Obra «el bufón de Sebastián de Morra», Velázquez, 1644, óleo sobre lienzo, 106 x 81 cms, Museo del Prado.
Este retrato es sin duda uno de los más hermosos de Velázquez y su autenticidad no es discutida. La belleza de sus tonos dorados y rojos, de los blancos, verdes y pardos, lo hace comparable con las mejores efigies principescas de la última década.
En una primera época, el enano estuvo al servicio del cardenal infante don Fernando de Austria en Flandes.
A la muerte de su señor, pensó volver a España, su país, y en 1643 entró al servicio del príncipe Baltasar Carlos, que lo apreciaba tanto que le legó en su testamento un espadín plateado con tahalí (pieza de cuero que va sujeta al cinturón y sirve para sostener la vaina de un puñal, cuchillo, etc), espada y daga, además de dos veneras (insignias que los caballeros de las órdenes militares llevaban colgada al pecho) con la flor de lis ynun cuchillo.
Es muy probable que, dada la afición a la caza que el príncipe demostraba desde la infancia, el enano le acompañase en sus cacerías, motivo por el cual le legó tal armamento.
Por lo demás, el traje es de paño verde, como el que le regalaron los duques a Sancho Panza en el «Quijote». Don Sebastián lleva encima del traje una ropilla de púrpura y oro digna de un príncipe, probablemente regalo de su segundo señor.
Cuello y puños son de sutil encaje de Flandes, que la regla de austeridad prohibía a los caballeros.
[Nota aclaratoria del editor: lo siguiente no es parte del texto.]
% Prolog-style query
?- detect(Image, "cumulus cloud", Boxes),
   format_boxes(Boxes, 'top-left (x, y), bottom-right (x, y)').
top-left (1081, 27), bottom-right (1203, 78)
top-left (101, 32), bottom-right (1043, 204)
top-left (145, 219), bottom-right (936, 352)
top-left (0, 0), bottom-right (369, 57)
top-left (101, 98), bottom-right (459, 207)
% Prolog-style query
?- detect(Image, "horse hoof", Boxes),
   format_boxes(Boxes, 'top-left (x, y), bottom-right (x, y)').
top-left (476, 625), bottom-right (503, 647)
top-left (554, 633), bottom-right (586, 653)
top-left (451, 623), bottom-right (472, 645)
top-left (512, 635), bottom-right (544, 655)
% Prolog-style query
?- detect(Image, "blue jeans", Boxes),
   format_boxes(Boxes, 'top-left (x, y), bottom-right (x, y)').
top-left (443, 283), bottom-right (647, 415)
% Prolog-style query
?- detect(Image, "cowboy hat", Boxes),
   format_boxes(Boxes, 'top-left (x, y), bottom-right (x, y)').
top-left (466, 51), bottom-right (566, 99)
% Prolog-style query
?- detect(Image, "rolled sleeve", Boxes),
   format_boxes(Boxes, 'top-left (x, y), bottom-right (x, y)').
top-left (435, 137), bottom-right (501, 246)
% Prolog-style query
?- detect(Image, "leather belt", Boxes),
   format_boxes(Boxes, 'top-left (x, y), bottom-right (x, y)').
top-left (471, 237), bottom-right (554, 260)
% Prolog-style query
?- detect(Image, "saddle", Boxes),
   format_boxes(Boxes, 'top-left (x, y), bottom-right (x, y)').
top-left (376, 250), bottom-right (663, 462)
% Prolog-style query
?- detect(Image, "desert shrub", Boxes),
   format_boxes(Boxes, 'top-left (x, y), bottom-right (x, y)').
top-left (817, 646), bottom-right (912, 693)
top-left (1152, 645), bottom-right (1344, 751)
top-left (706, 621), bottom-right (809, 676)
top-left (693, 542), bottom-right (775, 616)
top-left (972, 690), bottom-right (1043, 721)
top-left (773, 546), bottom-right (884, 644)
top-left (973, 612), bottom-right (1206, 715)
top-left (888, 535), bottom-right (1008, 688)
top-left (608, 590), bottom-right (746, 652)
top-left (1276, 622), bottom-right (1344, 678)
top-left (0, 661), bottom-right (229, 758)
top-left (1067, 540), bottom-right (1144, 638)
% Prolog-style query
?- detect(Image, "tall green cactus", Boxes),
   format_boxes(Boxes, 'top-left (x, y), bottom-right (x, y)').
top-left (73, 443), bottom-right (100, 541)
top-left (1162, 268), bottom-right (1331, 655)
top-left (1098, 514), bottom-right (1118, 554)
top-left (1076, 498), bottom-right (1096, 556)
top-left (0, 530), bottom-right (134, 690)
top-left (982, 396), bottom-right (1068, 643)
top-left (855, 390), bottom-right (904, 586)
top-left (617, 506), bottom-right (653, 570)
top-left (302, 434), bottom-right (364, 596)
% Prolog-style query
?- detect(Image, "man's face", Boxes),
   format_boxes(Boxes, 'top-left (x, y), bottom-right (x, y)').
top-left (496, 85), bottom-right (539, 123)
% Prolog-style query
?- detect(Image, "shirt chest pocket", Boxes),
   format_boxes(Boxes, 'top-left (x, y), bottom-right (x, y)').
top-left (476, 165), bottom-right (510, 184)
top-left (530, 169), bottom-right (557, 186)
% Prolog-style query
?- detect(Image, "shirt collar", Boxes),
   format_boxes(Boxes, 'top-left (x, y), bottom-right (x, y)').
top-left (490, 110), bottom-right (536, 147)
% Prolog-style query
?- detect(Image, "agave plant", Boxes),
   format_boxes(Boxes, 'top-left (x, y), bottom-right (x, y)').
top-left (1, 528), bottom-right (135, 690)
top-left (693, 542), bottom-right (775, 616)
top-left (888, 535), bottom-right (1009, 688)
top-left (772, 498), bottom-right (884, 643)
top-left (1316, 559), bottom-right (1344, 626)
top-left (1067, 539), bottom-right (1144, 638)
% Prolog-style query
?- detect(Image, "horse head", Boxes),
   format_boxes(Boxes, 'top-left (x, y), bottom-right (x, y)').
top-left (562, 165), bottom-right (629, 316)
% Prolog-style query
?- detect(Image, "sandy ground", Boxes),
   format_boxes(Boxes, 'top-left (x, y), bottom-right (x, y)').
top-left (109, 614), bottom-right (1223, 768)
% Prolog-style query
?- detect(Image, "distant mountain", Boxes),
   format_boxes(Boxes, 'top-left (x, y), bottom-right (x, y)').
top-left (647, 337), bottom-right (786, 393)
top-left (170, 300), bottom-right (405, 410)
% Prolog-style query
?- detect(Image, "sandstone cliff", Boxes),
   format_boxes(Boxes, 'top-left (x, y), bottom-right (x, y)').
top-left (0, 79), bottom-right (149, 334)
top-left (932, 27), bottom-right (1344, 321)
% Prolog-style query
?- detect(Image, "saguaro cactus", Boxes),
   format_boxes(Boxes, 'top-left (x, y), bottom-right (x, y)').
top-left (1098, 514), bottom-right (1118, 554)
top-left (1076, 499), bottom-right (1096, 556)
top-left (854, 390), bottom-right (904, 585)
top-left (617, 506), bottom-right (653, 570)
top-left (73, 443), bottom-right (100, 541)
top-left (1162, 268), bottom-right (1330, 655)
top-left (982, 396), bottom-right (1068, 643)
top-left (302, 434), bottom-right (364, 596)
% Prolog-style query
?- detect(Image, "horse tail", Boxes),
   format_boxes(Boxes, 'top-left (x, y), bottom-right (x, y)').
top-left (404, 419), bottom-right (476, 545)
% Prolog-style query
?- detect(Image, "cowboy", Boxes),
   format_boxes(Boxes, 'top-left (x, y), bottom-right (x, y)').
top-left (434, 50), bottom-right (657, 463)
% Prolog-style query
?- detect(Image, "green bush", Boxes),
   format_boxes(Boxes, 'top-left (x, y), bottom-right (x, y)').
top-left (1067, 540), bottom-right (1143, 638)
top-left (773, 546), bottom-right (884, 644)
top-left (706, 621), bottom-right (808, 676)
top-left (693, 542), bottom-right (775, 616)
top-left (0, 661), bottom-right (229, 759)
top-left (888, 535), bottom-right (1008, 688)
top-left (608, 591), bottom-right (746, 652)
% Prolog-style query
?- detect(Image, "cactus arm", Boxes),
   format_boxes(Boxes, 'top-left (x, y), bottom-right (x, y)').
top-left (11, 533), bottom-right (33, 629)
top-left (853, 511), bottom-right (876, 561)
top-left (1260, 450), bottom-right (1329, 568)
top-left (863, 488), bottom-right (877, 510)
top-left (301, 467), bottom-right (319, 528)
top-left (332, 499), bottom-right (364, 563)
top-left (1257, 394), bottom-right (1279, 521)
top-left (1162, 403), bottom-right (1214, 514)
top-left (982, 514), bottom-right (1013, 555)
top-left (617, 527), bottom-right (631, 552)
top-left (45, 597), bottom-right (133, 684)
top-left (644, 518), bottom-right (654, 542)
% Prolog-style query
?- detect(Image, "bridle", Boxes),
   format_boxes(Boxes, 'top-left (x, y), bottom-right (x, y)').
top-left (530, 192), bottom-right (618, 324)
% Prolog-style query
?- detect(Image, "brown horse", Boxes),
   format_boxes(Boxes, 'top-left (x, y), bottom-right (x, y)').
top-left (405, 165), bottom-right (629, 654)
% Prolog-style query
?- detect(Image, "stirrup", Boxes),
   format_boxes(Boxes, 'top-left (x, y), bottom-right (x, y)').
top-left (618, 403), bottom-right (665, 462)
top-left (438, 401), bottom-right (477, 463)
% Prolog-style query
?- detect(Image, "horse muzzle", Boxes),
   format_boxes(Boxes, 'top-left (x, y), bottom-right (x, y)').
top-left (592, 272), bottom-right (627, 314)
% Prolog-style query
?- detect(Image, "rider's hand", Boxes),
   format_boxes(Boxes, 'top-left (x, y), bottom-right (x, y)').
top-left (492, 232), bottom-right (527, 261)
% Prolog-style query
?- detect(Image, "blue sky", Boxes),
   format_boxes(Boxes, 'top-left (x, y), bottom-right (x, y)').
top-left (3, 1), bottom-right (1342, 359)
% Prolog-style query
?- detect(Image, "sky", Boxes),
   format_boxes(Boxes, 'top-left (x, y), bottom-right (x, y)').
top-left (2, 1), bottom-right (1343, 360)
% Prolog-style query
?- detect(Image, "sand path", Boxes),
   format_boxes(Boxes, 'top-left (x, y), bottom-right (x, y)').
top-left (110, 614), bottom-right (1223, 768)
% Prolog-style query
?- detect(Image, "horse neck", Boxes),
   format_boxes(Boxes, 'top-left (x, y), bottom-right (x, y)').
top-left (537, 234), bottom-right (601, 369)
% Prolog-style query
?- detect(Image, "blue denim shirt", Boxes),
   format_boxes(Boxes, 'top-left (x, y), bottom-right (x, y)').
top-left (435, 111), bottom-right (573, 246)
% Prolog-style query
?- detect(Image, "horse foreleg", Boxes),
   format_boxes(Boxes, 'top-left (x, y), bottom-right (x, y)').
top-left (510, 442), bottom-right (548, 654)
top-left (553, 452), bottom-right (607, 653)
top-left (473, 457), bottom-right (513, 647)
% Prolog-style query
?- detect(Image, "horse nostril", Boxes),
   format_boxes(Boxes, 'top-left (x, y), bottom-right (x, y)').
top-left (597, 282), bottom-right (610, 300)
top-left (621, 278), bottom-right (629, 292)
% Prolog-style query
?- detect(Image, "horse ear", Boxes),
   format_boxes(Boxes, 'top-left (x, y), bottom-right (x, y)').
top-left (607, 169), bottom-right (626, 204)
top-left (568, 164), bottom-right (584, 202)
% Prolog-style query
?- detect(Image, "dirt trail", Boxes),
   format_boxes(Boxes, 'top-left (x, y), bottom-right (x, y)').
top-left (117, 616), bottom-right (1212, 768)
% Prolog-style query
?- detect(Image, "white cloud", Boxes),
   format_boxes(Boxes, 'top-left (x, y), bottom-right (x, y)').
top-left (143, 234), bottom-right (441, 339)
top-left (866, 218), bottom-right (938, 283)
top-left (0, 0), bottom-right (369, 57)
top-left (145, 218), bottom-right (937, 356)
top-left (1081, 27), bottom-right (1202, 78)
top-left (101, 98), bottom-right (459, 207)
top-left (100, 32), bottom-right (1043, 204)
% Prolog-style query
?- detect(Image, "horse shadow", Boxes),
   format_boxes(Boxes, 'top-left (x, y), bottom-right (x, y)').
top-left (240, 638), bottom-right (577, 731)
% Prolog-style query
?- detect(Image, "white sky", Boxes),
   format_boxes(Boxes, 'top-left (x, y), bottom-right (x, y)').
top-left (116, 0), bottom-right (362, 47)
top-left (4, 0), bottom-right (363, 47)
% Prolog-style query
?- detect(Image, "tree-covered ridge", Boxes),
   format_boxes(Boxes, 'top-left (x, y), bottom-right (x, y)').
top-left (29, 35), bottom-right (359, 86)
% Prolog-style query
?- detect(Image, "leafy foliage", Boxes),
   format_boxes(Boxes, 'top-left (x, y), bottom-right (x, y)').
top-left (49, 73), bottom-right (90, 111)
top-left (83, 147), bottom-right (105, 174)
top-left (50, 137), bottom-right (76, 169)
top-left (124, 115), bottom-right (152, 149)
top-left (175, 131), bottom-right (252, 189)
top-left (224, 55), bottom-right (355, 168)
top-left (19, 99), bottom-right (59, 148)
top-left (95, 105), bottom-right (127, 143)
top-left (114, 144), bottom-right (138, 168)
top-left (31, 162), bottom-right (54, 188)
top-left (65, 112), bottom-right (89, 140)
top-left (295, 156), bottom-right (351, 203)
Pero Morra gozaba del favor del príncipe y era por ello algo más. El enano murió en octubre de 1649.
El rostro de Morra tiene una expresión triste, severa y profunda, de hombre adulto, que no concuerda con la pequeñez de las piernas, que Velázquez ha pintado proyectadas hacia delante, en escorzo, con las suelas de los zapatos en primer plano, que acentúan el carácter del personaje, como de muñeco desarticulado, pero atenúa la penosa sensación del patizambo de pie.
Don Sebastián observa al espectador con una mirada intensa desde el marco negro de su flequillo bien peinado, su bigote rizado y su poblada perilla. Las manos dobladas hacia dentro, como muñones, nos conmueven.